How Can We Reduce Injuries to Children in Car and Truck Accidents?

As regular readers of our website know, traffic deaths and injuries are on the decline in Maryland, The District of Columbia and nationwide. Yet a disproportionate number of kids are injured every year in car and truck wrecks.

The National Highway and Transportation Safety Administration estimates that, for the period 1993-2002, on average two thousand kids between birth and age fifteen die in motor vehicle collisions. Almost 300,000 kids per year are injured. How do we change these terrible numbers?
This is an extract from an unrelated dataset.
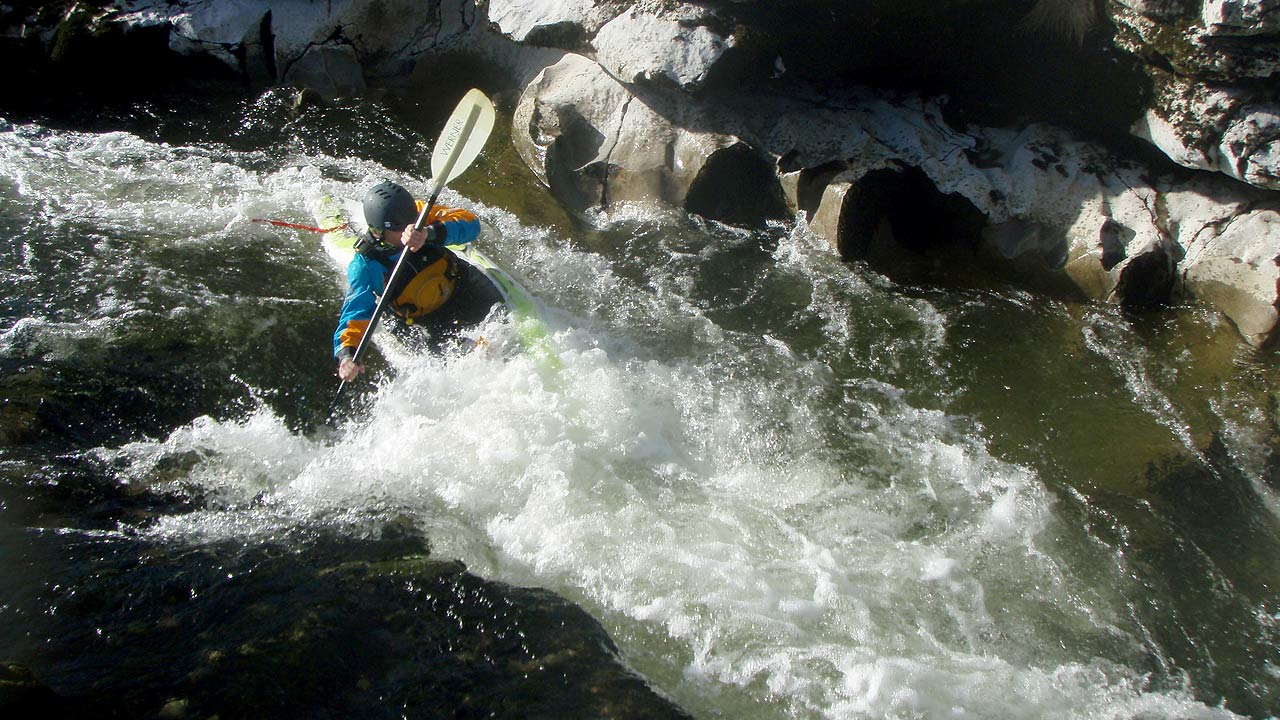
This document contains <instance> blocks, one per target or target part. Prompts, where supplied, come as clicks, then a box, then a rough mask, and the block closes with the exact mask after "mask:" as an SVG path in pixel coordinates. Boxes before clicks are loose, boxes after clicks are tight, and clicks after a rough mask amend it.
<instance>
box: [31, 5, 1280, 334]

First we need to look behind the numbers a little. 54% of the kids killed every year in car crashes are unrestrained. Which is to say, no child seat, no seat belt, no restraint. Mandatory laws seem to make no difference. As was observed in our recent blog on this topic, people who use their own seat belts also belt their kids in and keep them safer. People who don't use their safety belts only use restraints for kids from birth to seven 54% of the time.  https://www.maryland-law.com/blog/protecting-children-in-car-accidents-everybody-buckle-up.cfm

Wow! It's no coincidence that 54% crops up twice in that paragraph. The fact is that kids are far more likely die in car accidents if they are unrestrained. Of course, so are adults. That's the point. EVERYBODY NEEDS TO WEAR A seat belt!

Aside from the safety benefit adults gain from safety restraints, it is clear that they are far more likely to use safety restraints for their most vulnerable passengers, babies and kids under seven, if they use one themselves.

Safety restraints won't save everybody but they sure help. This message has gotten through to some extent. For example, 99% of babies twelve months and younger are restrained in some way. 92% aged one to three years old and 89% four to seven years old are restrained.

Other encouraging news involves rear placement of children. In 2008 99% of babies (birth to twelve months) were placed in the rear seat. This is an improvement over 2007 when 95% were in the back. Oddly, for both 2007 and 2008, 98% of toddlers (one to three years old) were backseat passengers. How come toddlers were better protected in 2007 than babies? We will probably never know.

The National Occupant Protection Use Survey (NOPUS) conducted by the National Highway and Transportation Safety Administration provides some statistics which might further guide us.http://www-nrd.nhtsa.dot.gov/Pubs/811135.PDF

Generally women are a little more likely to belt kids than men. White drivers are more likely to restrain kids than black.
But the number one finding is that unbelted drivers are far less likely to restrain kids. Restraint use when kids are in the front seat is much lower than in the backseat and pickup truck drivers are substantially less likely to use safety restraints than drivers of cars, suvs and minivans.

There are also sunstantial regional variations. Westerners are the best, Northeasterners the worst. What becomes abundantly clear from the numbers is that adult seat belt use, for whatever reason, makes kids safer.